Although there’s been a large drop-off in the number of DOJ objections since 2000, the recent surge of voting law changes have helped bring Section 5 back into the national spotlight. After Florida passed a statewide law reducing its early-voting period from 12 to eight days, a three-judge federal panel said the rule couldn’t take effect in five covered counties, unless the state submitted a revised plan in which those counties extended their voting hours to 12 hours a day during that period.
The DOJ has already opposed voter-ID laws in South Carolina and Texas, arguing they will disenfranchise minorities since that’s a group more likely to lack valid photo identification. On Thursday, a three-judge panel that heard the Texas case agreed, calling the state’s voter ID law “the most stringent in the country.” Texas said it will appeal the decision to the U.S. Supreme Court.
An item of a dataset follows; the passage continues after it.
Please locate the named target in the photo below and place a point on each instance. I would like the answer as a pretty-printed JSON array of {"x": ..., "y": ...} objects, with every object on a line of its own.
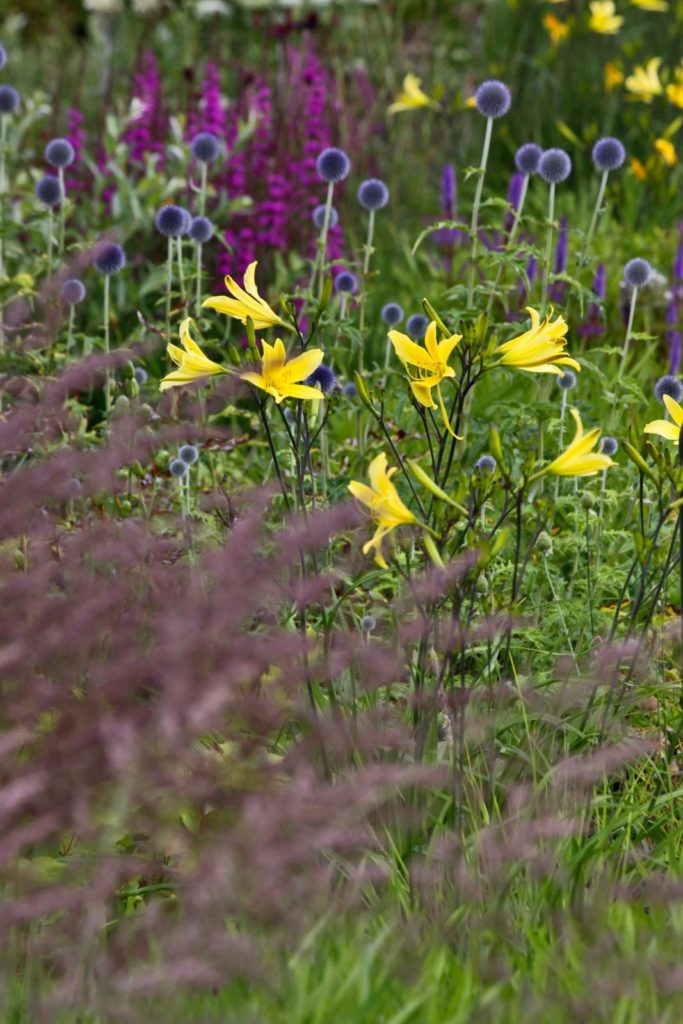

Justice Department preclearance is also pending for a voter-ID law in Mississippi.
Recently, the DOJ gave the green light to Virginia’s voter-ID law, which, unlike some other states, accepts non-photo IDs such as a utility bill or pay stub with a printed name and address.
Critics of Section 5 say that it’s unfair to require covered jurisdictions to undergo preclearance when states like Indiana, Ohio and Pennsylvania, which are not bound by the provision, have enacted just as tough or tougher voting laws.
In non-covered states, challenges to such voter-ID laws can always be brought underSection 2 of the Voting Rights Act, but the burden to prove minority voter infringement falls onto the plaintiffs, not the state or local government as is the case for states and other jurisdictions covered under Section 5.
It’s not just large-scale changes like photo voter-ID laws and redistricting to which Section 5 extends, either — it applies to even incremental changes at the local level. For instance, when the Pitt County School District in North Carolina wanted to reduce in 2011 the number of school board members from 12 to seven and shorten their terms of office, the DOJ objected on grounds the changes would decrease representation of minority-preferred candidates on the school board.
It’s at these local levels where elimination or dilution of Section 5 may be most consequential.
Michael Pitts, a law professor at Indiana University, told ProPublica that it’s “really speculative” to predict the long-term consequence of a narrowing of Section 5. “I suspect that there would be more discrimination in lower profile places, like school boards and town councils and smaller city councils,” he said. “The further away you get and the less high profile it is, the more the influence of having to go that route makes the difference for racial minorities.”